A bit later in the afternoon, he met the woman again. She’d not been there for the initial bull session, and he’d been too curious to inquire, but now that she’d come in from wherever she’d been, he had the feeling she was avoiding direct contact. He dismissed that as crazy and went over to her.
“Hi! I finally get the chance to say thanks for saving my life,” he said cheerfully, sitting down in a chair opposite hers. “How’s that for a good opening line?”
She smiled, but there seemed to be a lot of thinking going on behind those dark eyes. She seemed much younger than he’d remembered her, but, then, he’d been drugged and the light had been poor, and Alfie had a different perspective of what old meant. She sighed, and seemed to decide whatever it was that was troubling her, or at least she put it off for a time. “I’m sorry for not being a little more hospitable,” she responded. “I’m afraid I’ve got a load on my mind and a lot of hard decisions to make. I’ve just had a nasty personal shock.”
“Try being crucified,” he suggested, surprised he could make light of it so soon.
“I have. It’s not very nice. Not much has been nice lately.”
He shrugged, a bit disconcerted by the answer, and made as if to leave. “I don’t want to intrude on what’s none of my business.”
“No, no. Stay, please. I’m still a little new at this myself, and it’s pretty hard to get used to. As soon as you think you’ve found out everything, you find you don’t understand anything at all. This whole business of time is the craziest thing you can think of. Just think of this, for starters—neither of us is a real person.”
“Huh? We both look pretty solid to me.”
“Maybe. But we’re nightsiders. We have no existence outside of this base, outside of the Safe Zone—the time before people. Neither of us has a home to go to anymore.”
He considered that a moment. “I imagine I still do—if I could ever get back to my own time.”

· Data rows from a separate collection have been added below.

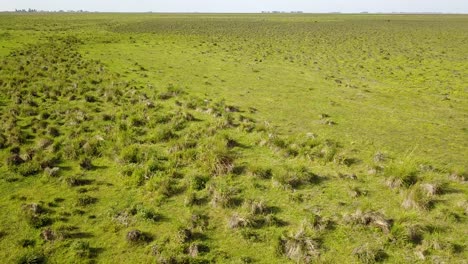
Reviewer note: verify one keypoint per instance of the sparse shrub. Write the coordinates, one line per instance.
(3, 141)
(163, 134)
(198, 221)
(260, 171)
(74, 181)
(170, 92)
(370, 218)
(49, 235)
(81, 249)
(53, 131)
(250, 235)
(32, 257)
(380, 157)
(216, 157)
(369, 254)
(149, 214)
(183, 235)
(402, 174)
(130, 154)
(294, 177)
(86, 164)
(52, 172)
(136, 237)
(299, 247)
(223, 197)
(238, 221)
(418, 198)
(86, 200)
(28, 168)
(256, 207)
(27, 243)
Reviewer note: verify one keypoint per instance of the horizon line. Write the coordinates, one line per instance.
(265, 12)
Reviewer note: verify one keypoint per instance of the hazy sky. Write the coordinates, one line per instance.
(450, 6)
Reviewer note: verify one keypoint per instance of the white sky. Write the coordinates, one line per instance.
(241, 6)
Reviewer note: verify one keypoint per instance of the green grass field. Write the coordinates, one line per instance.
(224, 138)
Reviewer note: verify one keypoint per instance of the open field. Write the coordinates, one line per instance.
(157, 138)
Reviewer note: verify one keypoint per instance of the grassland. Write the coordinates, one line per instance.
(151, 138)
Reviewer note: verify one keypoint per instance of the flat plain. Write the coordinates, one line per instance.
(233, 138)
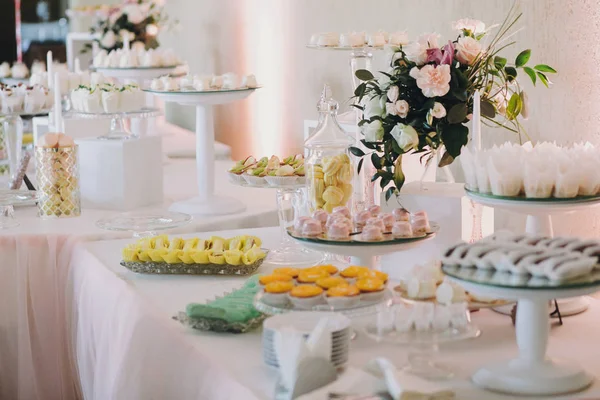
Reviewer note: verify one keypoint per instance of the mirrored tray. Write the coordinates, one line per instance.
(144, 223)
(504, 279)
(361, 309)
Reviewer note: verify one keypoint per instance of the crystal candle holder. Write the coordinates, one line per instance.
(58, 182)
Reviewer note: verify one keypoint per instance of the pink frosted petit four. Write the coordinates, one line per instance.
(402, 229)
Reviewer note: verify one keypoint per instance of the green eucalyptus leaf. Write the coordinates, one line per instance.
(364, 75)
(523, 58)
(545, 68)
(457, 114)
(529, 71)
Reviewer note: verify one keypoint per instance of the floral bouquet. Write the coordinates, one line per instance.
(138, 20)
(421, 105)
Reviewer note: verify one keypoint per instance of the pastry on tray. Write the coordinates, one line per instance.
(239, 255)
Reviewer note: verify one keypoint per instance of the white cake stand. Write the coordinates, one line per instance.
(207, 203)
(363, 253)
(539, 222)
(531, 373)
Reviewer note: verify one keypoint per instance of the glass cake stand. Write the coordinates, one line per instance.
(539, 222)
(119, 129)
(206, 203)
(531, 373)
(144, 223)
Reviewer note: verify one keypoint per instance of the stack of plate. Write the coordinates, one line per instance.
(337, 324)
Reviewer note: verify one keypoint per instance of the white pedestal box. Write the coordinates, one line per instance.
(121, 174)
(445, 204)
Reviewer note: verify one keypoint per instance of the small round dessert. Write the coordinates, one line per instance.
(311, 275)
(276, 293)
(293, 272)
(306, 296)
(375, 221)
(341, 210)
(321, 216)
(401, 214)
(402, 229)
(266, 279)
(361, 218)
(371, 289)
(312, 227)
(331, 281)
(372, 273)
(388, 221)
(352, 271)
(340, 297)
(338, 231)
(374, 210)
(371, 233)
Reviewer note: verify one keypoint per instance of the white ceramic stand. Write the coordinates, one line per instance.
(539, 223)
(531, 373)
(206, 203)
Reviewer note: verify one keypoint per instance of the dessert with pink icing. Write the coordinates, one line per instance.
(374, 221)
(341, 210)
(321, 216)
(361, 218)
(312, 227)
(374, 210)
(371, 233)
(402, 229)
(338, 230)
(401, 214)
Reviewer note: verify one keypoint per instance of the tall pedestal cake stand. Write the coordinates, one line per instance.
(531, 373)
(539, 222)
(206, 203)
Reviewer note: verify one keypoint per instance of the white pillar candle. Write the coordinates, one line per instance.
(476, 126)
(49, 68)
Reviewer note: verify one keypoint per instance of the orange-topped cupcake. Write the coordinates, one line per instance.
(293, 272)
(331, 281)
(343, 296)
(274, 278)
(306, 296)
(311, 275)
(353, 271)
(371, 273)
(275, 293)
(372, 289)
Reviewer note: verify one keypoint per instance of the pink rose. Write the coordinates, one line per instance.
(467, 50)
(432, 80)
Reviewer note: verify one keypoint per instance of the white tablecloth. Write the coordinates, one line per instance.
(129, 348)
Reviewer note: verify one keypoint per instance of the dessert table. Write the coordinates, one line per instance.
(124, 337)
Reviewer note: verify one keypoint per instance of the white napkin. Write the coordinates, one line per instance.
(380, 375)
(291, 349)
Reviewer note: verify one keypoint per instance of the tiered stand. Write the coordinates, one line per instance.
(206, 203)
(539, 222)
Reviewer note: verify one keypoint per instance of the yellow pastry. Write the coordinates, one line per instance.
(279, 287)
(352, 271)
(343, 291)
(370, 285)
(293, 272)
(305, 291)
(265, 279)
(331, 281)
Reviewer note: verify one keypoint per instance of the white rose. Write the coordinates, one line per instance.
(375, 107)
(373, 131)
(467, 50)
(134, 13)
(406, 136)
(438, 111)
(393, 93)
(109, 40)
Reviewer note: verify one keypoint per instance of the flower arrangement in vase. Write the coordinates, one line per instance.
(138, 20)
(421, 105)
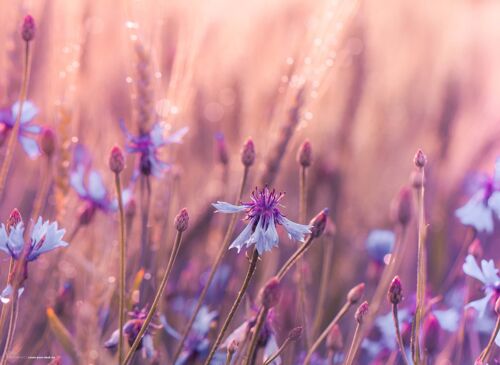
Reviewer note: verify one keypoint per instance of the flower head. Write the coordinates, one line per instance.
(263, 214)
(148, 145)
(27, 130)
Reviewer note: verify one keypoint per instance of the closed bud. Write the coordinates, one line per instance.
(395, 293)
(48, 141)
(271, 293)
(28, 28)
(318, 223)
(356, 293)
(361, 312)
(295, 334)
(248, 153)
(304, 155)
(420, 159)
(335, 340)
(116, 160)
(182, 220)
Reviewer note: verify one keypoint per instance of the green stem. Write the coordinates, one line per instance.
(215, 266)
(156, 301)
(244, 287)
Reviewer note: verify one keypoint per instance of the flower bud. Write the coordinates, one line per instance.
(248, 153)
(271, 293)
(182, 220)
(420, 159)
(356, 293)
(116, 160)
(304, 155)
(395, 293)
(28, 28)
(318, 223)
(48, 141)
(361, 312)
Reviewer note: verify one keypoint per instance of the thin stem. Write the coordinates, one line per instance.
(121, 306)
(486, 352)
(278, 352)
(399, 339)
(215, 266)
(327, 330)
(12, 326)
(156, 301)
(255, 336)
(244, 287)
(15, 130)
(294, 258)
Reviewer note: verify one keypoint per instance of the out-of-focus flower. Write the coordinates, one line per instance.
(263, 215)
(27, 130)
(488, 275)
(148, 145)
(131, 330)
(478, 211)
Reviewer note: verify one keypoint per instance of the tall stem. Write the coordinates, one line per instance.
(244, 287)
(121, 306)
(156, 301)
(215, 266)
(15, 131)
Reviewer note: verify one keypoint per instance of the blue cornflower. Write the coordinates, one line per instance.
(263, 215)
(148, 144)
(27, 130)
(488, 275)
(478, 211)
(44, 237)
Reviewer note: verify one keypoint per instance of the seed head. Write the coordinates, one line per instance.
(182, 220)
(304, 155)
(361, 312)
(116, 160)
(248, 153)
(48, 141)
(318, 223)
(395, 293)
(271, 293)
(28, 28)
(420, 159)
(356, 293)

She shook her head. “They haven’t told you yet. Go ask Doc or Herb. I think I understand it, but they’ll explain it better than me.”
He excused himself and found Herb, who told him. Karl Marx had now been killed in 1841, at twenty-three years of age, before he’d even formed any of his ideas, let alone committed them to paper. Thus, the potential theoretician of the Communist movement had also been killed. Without him, competing theories dominated, particularly Bakunism, which is essentially anarchy. The theories of the left remained classical rather than radical. Because there was no Marx, there was no Marxism to inspire Lenin and Trotsky. Instead, they drifted into the more radical anarchy of Bakunin, and went nowhere. Because there was no Lenin and Trotsky there to take firm control, the Russians, when they overthrew the Czar, remained a weak social democracy.
“Because it was a weak democracy dominated by liberal nobles, it did little to really better or modernize the Russian nation,” Herb continued. “Stalin did not rise to power and ruthlessly modernize, mobilize, and arm the nation, building it into a twentieth-century country. There was also an independent Ukraine, so Russia did not have control of its breadbasket or a firm buffer. But Germany still lost World War I, and Hitler still rose to power, only this time there was no strong Soviet state under a firm leader to hold on.” Moosic was reminded that on his own time line Russia nearly lost the war to Germany again: Now it had lost, allowing Germany to put its full might into North Africa and against England. “With the collapse of England,” Herb informed him, “America turned its full attention to the Japanese.”
He blanched. “You mean—because Joseph Stalin didn’t come to power, the U.S. lost World War II?”